You can delete all records of a processed file from the Krixik system with the delete method. This is the manual version of letting the expire_time run out on a file.

This overview of the delete method is divided into the following sections:

delete Method Arguments

The delete method takes a single (required) argument:

  • file_id (str) - The file_id of the processed file whose record you wish to entirely delete from Krixik servers.

delete Method Example

For this document's example we will use a pipeline consisting of a single parser module.
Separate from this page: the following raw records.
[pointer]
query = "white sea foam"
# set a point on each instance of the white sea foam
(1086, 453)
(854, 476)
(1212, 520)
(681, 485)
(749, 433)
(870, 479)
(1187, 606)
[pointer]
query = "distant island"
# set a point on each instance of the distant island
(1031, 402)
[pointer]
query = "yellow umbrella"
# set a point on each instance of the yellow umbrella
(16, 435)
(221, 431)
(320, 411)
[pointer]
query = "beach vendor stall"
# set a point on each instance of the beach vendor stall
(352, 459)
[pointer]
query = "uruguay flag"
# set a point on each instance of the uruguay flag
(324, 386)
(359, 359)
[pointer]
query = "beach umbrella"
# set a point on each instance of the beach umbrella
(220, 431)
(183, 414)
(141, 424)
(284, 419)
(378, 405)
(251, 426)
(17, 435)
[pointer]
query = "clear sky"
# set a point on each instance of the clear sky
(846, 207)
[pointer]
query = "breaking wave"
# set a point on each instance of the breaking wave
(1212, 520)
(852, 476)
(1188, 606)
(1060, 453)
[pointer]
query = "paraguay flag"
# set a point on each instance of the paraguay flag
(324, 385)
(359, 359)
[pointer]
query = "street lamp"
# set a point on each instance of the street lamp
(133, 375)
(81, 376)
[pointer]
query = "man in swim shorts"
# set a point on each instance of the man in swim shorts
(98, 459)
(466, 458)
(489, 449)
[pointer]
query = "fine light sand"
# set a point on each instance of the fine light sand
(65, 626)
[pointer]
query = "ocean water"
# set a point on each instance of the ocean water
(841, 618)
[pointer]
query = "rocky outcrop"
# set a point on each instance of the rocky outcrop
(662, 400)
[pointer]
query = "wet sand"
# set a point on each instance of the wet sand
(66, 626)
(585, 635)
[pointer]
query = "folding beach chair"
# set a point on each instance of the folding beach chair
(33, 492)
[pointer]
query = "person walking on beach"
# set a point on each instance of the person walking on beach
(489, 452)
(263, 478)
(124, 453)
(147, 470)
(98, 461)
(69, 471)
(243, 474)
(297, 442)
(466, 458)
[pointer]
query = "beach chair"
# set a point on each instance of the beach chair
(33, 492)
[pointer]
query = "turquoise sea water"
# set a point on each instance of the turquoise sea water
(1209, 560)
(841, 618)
We use the create_pipeline method to instantiate the pipeline, and then process a file through it.

# create an example pipeline with a single module
pipeline = krixik.create_pipeline(name="delete_method_1_parser", module_chain=["parser"])

# process short input file
process_output = pipeline.process(
    local_file_path=data_dir + "input/1984_very_short.txt",  # the initial local filepath where the input JSON file is stored
    local_save_directory=data_dir + "output",  # the local directory that the output file will be saved to
    expire_time=60 * 30,  # process data will be deleted from the Krixik system in 30 minutes
    wait_for_process=True,  # wait for process to complete before returning IDE control to user
    verbose=False,  # do not display process update printouts upon running code
    symbolic_directory_path="/novels/20th-century",
    file_name="1984_sample.txt",
    file_tags=[{"author": "Orwell"}, {"category": "dystopian"}, {"century": "20"}],
)

Let's see what the file's records look like with the list method:

# see the file's records with list
list_output = pipeline.list(symbolic_directory_paths=["/novels/20th-century"])

# nicely print the output of this list
print(json.dumps(list_output, indent=2))
{
  "status_code": 200,
  "request_id": "46faf749-b758-42d7-8b82-f1f8e8dcb54d",
  "message": "Successfully returned 1 item.  Note: all timestamps in UTC.",
  "warnings": [],
  "items": [
    {
      "last_updated": "2024-06-05 15:31:35",
      "process_id": "0db7cc1d-06c9-13e3-483d-82255c145dd2",
      "created_at": "2024-06-05 15:31:35",
      "file_metadata": {
        "modules": {
          "module_1": {
            "parser": {
              "model": "sentence"
            }
          }
        },
        "modules_data": {
          "module_1": {
            "parser": {
              "data_files_extensions": [
                ".json"
              ],
              "num_lines": 2
            }
          }
        }
      },
      "file_tags": [
        {
          "author": "orwell"
        },
        {
          "category": "dystopian"
        },
        {
          "century": "20"
        }
      ],
      "file_description": "",
      "symbolic_directory_path": "/novels/20th-century",
      "pipeline": "delete_method_1_parser",
      "file_id": "ad927578-a8f1-4ace-acbc-3dee2391075c",
      "expire_time": "2024-06-05 16:01:35",
      "file_name": "1984_sample.txt"
    }
  ]
}

The file's records are properly showing up.

Now use the delete method and the file's file_id to delete that file:

# delete processed file's record and output with its file_id
delete_output = pipeline.delete(file_id=process_output["file_id"])

# nicely print the output of this deletion
print(json.dumps(delete_output, indent=2))
{
  "status_code": 200,
  "pipeline": "delete_method_1_parser",
  "request_id": "6e59e916-4233-4088-b85c-2dbe96425383",
  "message": "Successfully deleted file_id: ad927578-a8f1-4ace-acbc-3dee2391075c",
  "warnings": []
}

We can check that the file has been deleted by using the list method on the same symbolic_directory_path:

#  to confirm that the file has been deleted
list_output = pipeline.list(symbolic_directory_paths=["/novels/20th-century"])

# nicely print the output of this
print(json.dumps(list_output, indent=2))
{
  "status_code": 200,
  "request_id": "542fe670-ce77-4d33-b1ab-a6024c7360be",
  "message": "No files were found for the given query arguments",
  "warnings": [
    {
      "WARNING: the following arguments returned zero results": [
        {
          "symbolic_directory_paths": [
            "/novels/20th-century"
          ]
        }
      ]
    }
  ],
  "items": []
}

As expected, only one of the two previously processed files shows up; the other has been deleted.